Invece, la visione “globale” della pandemia, paradossalmente, anziché allargarsi, si è ristretta: i paesi donatori hanno dimostrato una crescente predilezione a lavorare indipendentemente e su base bilaterale con i paesi del Terzo mondo, con il risultato che Unaids, l’agenzia Onu che dal 1996 concentra su di sé le attività anti-Aids, non ha sviluppato la necessaria credibilità per assegnare ruoli e creare meccanismi di coordinamento.
L’esperienza accumulata in questi anni dall’agenzia dovrebbe tuttavia essere messa al servizio dell’emergenza Ebola; anzi, c’è da chiedersi se l’urgenza non imponga di estendere il suo mandato a tutti i virus letali.
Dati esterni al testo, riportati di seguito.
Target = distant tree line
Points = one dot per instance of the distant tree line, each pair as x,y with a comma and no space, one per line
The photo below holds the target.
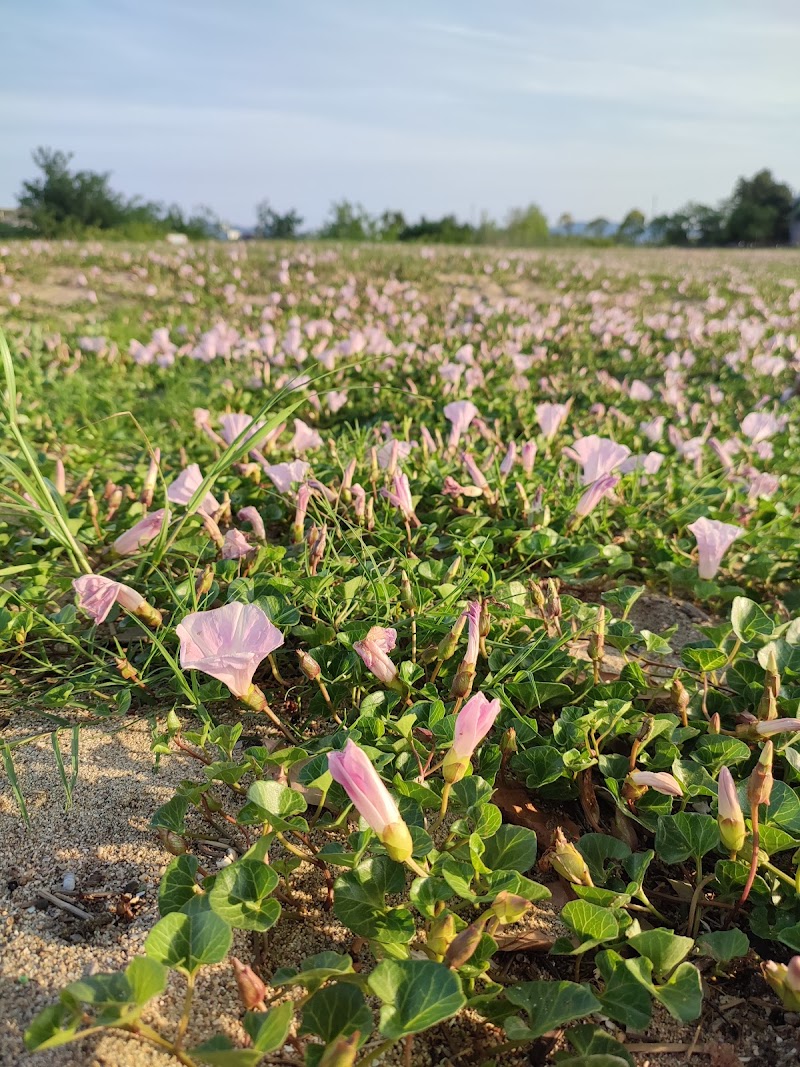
62,202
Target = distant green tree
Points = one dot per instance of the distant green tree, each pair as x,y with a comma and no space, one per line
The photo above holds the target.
273,226
760,210
632,227
526,227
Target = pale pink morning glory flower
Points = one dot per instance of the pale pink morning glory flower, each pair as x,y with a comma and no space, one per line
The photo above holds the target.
550,418
144,531
250,514
597,456
374,649
284,475
186,486
714,539
228,643
97,595
658,780
235,545
352,769
460,414
594,494
305,438
475,719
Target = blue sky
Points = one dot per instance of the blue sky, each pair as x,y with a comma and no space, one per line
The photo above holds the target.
588,106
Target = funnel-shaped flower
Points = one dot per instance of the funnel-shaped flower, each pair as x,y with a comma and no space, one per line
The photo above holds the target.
228,643
186,486
374,649
597,456
461,414
550,417
97,595
140,535
475,719
714,540
352,769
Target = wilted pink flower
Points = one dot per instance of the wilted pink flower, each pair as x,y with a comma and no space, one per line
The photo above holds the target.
284,475
597,456
373,650
550,418
141,534
461,414
305,438
235,545
475,719
250,514
400,496
714,540
228,643
594,494
97,595
658,780
353,770
186,486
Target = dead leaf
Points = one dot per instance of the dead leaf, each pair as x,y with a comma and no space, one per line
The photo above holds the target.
517,808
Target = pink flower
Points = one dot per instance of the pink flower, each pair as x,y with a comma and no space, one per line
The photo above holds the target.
475,719
186,486
714,540
594,494
228,643
97,595
141,534
659,780
373,650
550,418
284,475
596,456
305,438
400,496
461,414
235,545
250,514
353,770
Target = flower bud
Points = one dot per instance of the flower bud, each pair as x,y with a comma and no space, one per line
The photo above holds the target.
730,818
396,839
568,861
760,786
509,907
442,934
252,990
172,841
308,666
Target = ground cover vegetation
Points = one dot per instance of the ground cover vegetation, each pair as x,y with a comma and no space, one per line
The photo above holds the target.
371,536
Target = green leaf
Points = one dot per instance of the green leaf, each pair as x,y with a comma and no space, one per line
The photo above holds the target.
241,896
416,994
547,1004
724,945
750,621
336,1010
178,885
511,848
186,942
269,1030
685,834
664,949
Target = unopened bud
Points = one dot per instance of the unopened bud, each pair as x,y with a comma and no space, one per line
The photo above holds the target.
308,666
569,862
442,934
252,990
760,786
509,907
172,841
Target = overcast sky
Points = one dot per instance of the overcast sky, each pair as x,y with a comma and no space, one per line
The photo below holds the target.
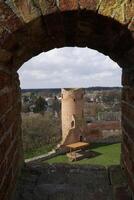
70,67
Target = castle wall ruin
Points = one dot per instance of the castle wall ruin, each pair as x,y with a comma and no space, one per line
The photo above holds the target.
29,27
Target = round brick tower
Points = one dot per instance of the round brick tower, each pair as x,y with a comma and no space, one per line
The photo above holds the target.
72,112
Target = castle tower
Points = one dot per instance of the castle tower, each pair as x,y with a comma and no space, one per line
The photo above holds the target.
72,113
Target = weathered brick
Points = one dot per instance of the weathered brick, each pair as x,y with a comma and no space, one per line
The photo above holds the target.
128,111
68,5
128,77
88,4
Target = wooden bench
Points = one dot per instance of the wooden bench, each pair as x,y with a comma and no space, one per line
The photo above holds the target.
74,154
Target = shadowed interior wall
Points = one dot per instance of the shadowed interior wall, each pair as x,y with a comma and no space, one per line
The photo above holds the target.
29,27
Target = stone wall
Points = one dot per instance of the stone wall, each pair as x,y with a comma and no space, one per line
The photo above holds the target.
10,131
29,27
128,123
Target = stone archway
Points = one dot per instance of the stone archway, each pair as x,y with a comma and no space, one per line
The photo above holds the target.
30,27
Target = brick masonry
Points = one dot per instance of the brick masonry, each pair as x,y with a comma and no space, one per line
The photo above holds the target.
29,27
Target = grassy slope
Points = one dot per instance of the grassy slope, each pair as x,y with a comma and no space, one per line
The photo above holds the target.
109,155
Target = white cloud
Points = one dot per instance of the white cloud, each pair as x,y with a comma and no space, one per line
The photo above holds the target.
70,67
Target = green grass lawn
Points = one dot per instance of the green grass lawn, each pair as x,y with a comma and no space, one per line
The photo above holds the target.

Questa nuova emergenza è infatti un’occasione per creare uno strumento transnazionale permanente, con poteri vincolanti, in grado di garantire l’attuazione di regole comuni in caso d’insorgenza di qualsiasi pandemia.
Con la deflagrazione della bomba Ebola – che il Presidente statunitense Barack Obama ha definito una minaccia alla sicurezza globale – interesse collettivo è quindi evitare gli errori compiuti nel passato all’interno del dispositivo predisposto dall’Onu: disarmonia tra politiche accettate a livello globale e azione a livello nazionale, indicazioni tecniche contraddittorie, diverse interpretazioni dei mandati e delle aree di competenza delle varie organizzazioni, insufficiente coordinamento degli input dati ai singoli paesi, risposte lente all’evoluzione della pandemia.
In Europa, per esempio, non esiste l’equivalente del Centers for Disease Control and Prevention statunitense (Cdc): il European Center for Disease Prevention and Control (Ecdc), creato sull’onda dell’epidemia Sars nel 2004 e di base in Svezia, svolge un ruolo di coordinamento degli esperti sanitari nazionali, ma non ha una sua unità che risponde alle urgenze.
UN Mission for Ebola Emergency Response
L’istituzione, il 19 settembre scorso, della UN Mission for Ebola Emergency Response (Unmeer), ad Accra, e la nomina di un Inviato speciale delle Nazioni Unite per la lotta al virus, vanno quindi nella buona direzione. Per la prima volta nella sua storia l’Onu crea una Missione per un’emergenza di salute pubblica. Vedremo se seguirà anche un flusso di fondi tale da garantire continuità al suo operato.
Anche la Emergency Response Unit dell’Unione europea, che abitualmente monitora conflitti armati e disastri naturali, ora segue l’andamento dell’epidemia 24 ore su 24. Tutto questo rischia però di non essere sufficiente se gli sforzi non saranno moltiplicati.
Ieri come oggi dobbiamo prendere atto che: a) le risposte alle emergenze vengono effettuate sostanzialmente su basi ad hoc; b) non esiste una procedura ufficiale per determinare quali organizzazioni a livello internazionale devono assumere la responsabilità amministrativa, tecnica e finanziaria, per non parlare di responsabilità politica, e con quale catena di comando; c) manca una valida rete di comunicazione per garantire una risposta operativa efficace e tempestiva da parte di autorità nazionali.
E poi: esistono strategie per scoprire e prevenire epidemie dovute a nuovi virus o alla riapparizione di vecchi? Siamo in grado di inventare efficaci contromisure per circoscrivere epidemie prima che facciano il “salto di qualità” e diventino fenomeno globale? Un quadro giuridico-istituzionale da attuare su scala globale può essere previsto per i virus, che per definizione non conoscono né limiti di tempo né di spazio?
In questi venti anni si è dormito il sonno dei giusti. Si è lavorato più alla “conservazione delle catastrofi” che alla loro prevenzione. Occorre invece lavorare alla riduzione del rischio, introducendo regole comuni anche per aggirare gli effetti frenanti delle tradizioni religiose e culturali che portano i virus a essere accettati come tragica fatalità.
Infine, un appello alle case farmaceutiche: evitiamo milioni di morti come è stato per l’Aids, solo perché chi poteva non aveva interesse e chi non poteva non aveva scelta.